Las tenias no son lo suficientemente grandes como para absorber todas las calorías que consumes. Si su dieta ya es restrictiva, el gusano podría robar suficientes nutrientes como para causar desnutrición. O bien, su cuerpo podría indicar hambre y obligarlo a comer más. Si estás consumiendo muchos carbohidratos, tanto tú como el gusano podrían ganar peso.

“Si estás comiendo carbohidratos, tanto tú como la tenia probablemente aumentarán de peso”.

La mayoría de las infecciones son asintomáticas. Es posible que nunca sepas que tienes uno hasta que aparezca una proglótida (un segmento del gusano) en el inodoro.
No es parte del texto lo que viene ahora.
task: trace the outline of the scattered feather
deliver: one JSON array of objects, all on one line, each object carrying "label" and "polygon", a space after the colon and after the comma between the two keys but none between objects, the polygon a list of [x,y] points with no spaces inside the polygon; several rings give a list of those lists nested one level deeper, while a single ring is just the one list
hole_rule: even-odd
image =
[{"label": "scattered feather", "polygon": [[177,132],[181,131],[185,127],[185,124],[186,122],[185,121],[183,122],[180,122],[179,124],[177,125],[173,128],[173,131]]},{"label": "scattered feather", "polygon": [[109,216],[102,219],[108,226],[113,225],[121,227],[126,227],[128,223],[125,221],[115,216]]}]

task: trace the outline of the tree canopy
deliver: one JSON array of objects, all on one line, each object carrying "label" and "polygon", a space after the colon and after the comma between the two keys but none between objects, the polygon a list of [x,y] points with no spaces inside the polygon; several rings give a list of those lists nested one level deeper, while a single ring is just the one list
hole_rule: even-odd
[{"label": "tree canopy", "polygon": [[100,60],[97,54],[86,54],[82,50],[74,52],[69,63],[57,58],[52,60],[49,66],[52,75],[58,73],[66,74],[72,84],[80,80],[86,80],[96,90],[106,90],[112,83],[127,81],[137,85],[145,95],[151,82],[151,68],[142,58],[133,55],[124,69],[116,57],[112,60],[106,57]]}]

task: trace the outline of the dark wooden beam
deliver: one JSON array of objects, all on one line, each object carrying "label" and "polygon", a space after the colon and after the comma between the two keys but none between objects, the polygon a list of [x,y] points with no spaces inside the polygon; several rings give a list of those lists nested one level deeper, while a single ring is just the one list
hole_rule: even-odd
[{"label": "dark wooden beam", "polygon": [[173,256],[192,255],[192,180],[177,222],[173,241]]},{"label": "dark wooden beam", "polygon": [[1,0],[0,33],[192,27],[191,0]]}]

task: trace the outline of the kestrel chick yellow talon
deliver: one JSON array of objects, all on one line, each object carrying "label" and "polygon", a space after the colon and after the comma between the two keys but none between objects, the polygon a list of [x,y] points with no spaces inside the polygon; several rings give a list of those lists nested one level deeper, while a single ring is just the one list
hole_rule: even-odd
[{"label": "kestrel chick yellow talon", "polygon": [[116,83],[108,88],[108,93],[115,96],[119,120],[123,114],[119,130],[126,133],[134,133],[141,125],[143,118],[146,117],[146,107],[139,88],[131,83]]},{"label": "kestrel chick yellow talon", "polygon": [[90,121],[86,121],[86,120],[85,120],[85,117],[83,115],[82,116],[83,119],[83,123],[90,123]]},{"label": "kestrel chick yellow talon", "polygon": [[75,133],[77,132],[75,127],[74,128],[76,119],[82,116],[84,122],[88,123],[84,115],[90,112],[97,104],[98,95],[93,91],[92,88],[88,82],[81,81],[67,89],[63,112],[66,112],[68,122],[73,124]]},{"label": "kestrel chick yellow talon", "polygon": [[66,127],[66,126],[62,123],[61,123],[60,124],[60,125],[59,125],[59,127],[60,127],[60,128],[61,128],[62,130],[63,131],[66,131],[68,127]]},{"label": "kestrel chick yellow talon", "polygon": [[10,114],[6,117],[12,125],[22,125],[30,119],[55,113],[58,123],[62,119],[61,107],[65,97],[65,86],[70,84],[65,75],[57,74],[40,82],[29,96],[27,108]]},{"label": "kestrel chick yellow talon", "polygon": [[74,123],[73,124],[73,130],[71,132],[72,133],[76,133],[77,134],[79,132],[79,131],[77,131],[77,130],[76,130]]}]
Algunos huéspedes experimentan malestar intestinal o diarrea. Algunos pierden el apetito. Esto podría conducir a la pérdida de peso. Pero leer sobre las tenias provoca una pérdida de apetito similar. Quizás no sean necesarias medidas más drásticas.

Incluso si el gusano reduce algunos kilos, no es una estrategia viable.

El costo de “adelgazar”

La mayoría de la gente quiere perder peso para verse mejor. Una tenia roba vitaminas, en particular la B12. Sufrirás deficiencias de nutrientes. Podrás adelgazar, pero tu salud se deteriorará. A nadie le impresionará una apariencia enfermiza.

Luego está la ascitis. Esta es una afección en la que la respuesta inmune al parásito hace que se acumule líquido en la cavidad abdominal. Tu barriga se hincha. Se distiende. Esto es lo opuesto al vientre plano que podrías estar buscando.

Y no nos olvidemos de la cisticercosis. Esto puede provocar daño cerebral, ceguera o la muerte.

Dados los riesgos, he aquí un plan más seguro y eficaz: comer menos y andar en bicicleta.